"Oh, Daddy dear, what is it?" she asked, anxiously.

"I—I'll tell you—presently," he replied, chokingly. "I am a little out of breath. I am getting too—too stout. And my throat has bothered me a good deal of late. Would you mind getting me that throat spray and medicine Dr. Rathby left? That always helps me."

"I'll get it," offered Alice, quickly, as her father sank into a chair, and while she searched in the medicine closet for it, there was a dull ache in her heart. More trouble! And there had been so much of it of late. The sun had seemed to break through the clouds, and now it had gone behind again.

And while the girls are thus preparing to minister to their father, I will tell my new readers something of the previous books of this series, and a little about the main characters.

In the initial volume, entitled "The Moving Picture Girls; Or, First Appearances in Photo Dramas," I related how Mr. Hosmer DeVere, a talented actor, suddenly lost his voice, by the return of an old throat affection. He had just been "cast" for an important part in a new play, but had to give it up, as he could not speak distinctly enough to be heard across the footlights.

The DeVere family fortunes were at low ebb, and money was much needed. By accident Russ Dalwood, a moving picture operator, suggested to one of the girls that their father might act for a moving picture film company, as he would not have to use his voice in such employment.

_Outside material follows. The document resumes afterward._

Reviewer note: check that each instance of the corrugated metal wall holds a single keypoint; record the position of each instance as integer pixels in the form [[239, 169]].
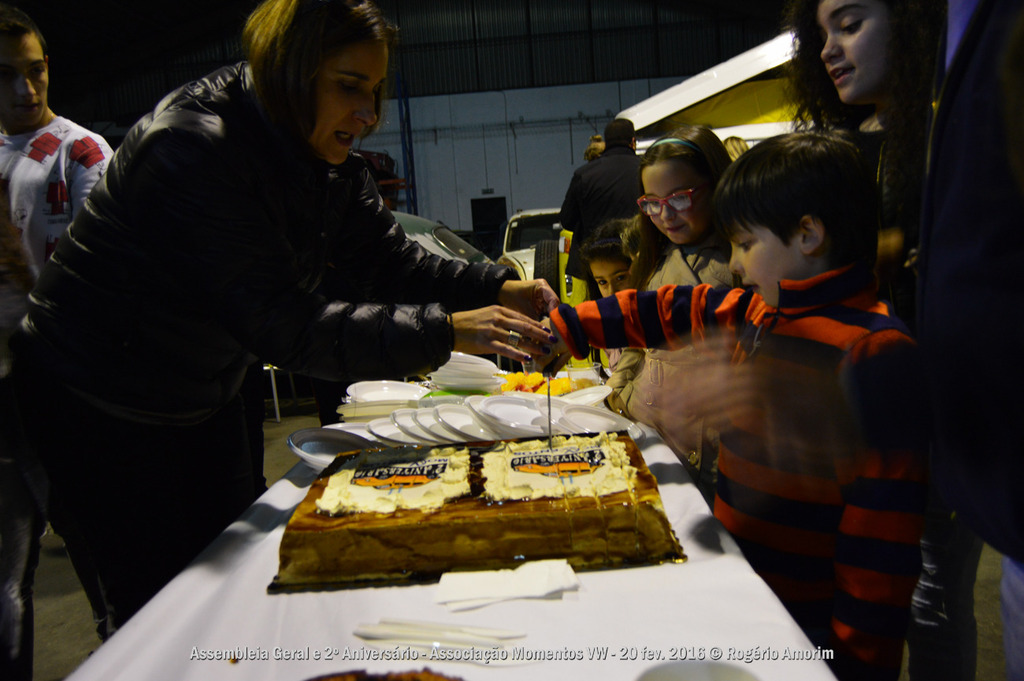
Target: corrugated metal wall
[[459, 46], [452, 46]]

How Mr. DeVere took the engagement, and how Ruth and Alice followed him, as well as their part in helping Russ to save a valuable camera patent—all this you will find set down in the first book.

In the second volume, entitled "The Moving Picture Girls at Oak Farm; Or, Queer Happenings While Taking Rural Plays," the scene was shifted to the country. There you may read of many strange occurrences, as well as funny ones—how Alice fell into the water—but there! I must save my space in this book for the happenings of it. I might add that, incidentally, the girls helped to solve a strange mystery concerning Oak Farm, and solved it in a way that made glad the hearts of Mr. and Mrs. Felix Apgar, the parents of Sandy, and of the heart of Sandy himself.

Mr. Frank Pertell was the manager of the Comet Film Company, with whom Mr. DeVere and his daughters had an engagement, and the entire company, including the DeVeres, spent a whole summer at Oak Farm, in New Jersey, making rural plays.

The company had just returned to New York City, to finish some dramas there, and Mr. Pertell was working on new plans, which were not, as yet, fully developed.